Halfpint, I'm another one who can relate to your post.  I've always been an anxious person but it's been off the scale at times through peri including over analysing what people say to me or what I've said to them.  This has been better more recently since my periods have become more spaced out, in fact it's the anxiety thats one of the signs my hormones are fluctuating, except for the health anxiety which seems to be almost constant annoyingly!

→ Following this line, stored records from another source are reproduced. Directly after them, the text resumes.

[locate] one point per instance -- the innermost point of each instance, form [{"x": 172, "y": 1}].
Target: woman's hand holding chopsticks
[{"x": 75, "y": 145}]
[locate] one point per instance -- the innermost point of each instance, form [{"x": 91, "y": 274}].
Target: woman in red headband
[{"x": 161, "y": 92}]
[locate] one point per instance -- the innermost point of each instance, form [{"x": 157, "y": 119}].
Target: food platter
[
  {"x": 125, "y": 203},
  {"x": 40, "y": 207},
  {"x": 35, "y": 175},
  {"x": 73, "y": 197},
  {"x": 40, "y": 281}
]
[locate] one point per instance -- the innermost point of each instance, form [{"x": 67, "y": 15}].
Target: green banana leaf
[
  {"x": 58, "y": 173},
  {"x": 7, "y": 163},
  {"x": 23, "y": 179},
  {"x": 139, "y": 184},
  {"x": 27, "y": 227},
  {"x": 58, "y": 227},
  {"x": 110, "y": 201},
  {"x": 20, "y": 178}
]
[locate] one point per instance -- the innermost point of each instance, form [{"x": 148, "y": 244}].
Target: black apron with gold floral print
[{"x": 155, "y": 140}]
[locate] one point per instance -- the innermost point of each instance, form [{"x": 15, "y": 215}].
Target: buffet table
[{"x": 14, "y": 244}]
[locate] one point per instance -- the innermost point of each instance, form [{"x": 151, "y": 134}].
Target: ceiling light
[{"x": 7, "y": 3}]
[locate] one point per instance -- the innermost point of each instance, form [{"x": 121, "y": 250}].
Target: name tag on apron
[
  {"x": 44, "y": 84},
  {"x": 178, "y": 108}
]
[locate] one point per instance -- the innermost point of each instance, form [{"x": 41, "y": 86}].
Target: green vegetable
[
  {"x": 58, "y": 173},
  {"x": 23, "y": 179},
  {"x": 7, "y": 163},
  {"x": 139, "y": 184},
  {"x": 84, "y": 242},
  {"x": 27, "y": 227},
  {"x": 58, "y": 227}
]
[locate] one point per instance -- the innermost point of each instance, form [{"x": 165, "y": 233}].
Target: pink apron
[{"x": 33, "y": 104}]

Thanks for your explanation Dangermouse, that's so interesting and does help to get it into perspective.

S x

Hi Sparkle, so far, my periods are still monthly but getting closer together (when i always used to never have a normal 28 day cycle) and much more painful (when i never used to really suffer with pain) and heavier (when I've always been relatively light) but I find they really drain me now each month.
I have had awful health anxiety since having my children...for a long time, I let it beat me but I have read up a lot on it and now realise that it definitely runs in my family (not all have anxiety, some have OCD although anxiety is itself a form of OCD). As I have got older and looked back on things, a lot of stuff about other people in my family having it have made more sense. Unfortunately, one of my children is showing signs of it which of course I blame myself for...just something else to stress myself over!
This new thing of feeling quite paranoid about what people say to me and worrying over it was 'worrying' me but Dangermouses advice really did make sense. I now see it as just another manifestation of my anxiety, so will try to use the rationalising I use for my health anxiety.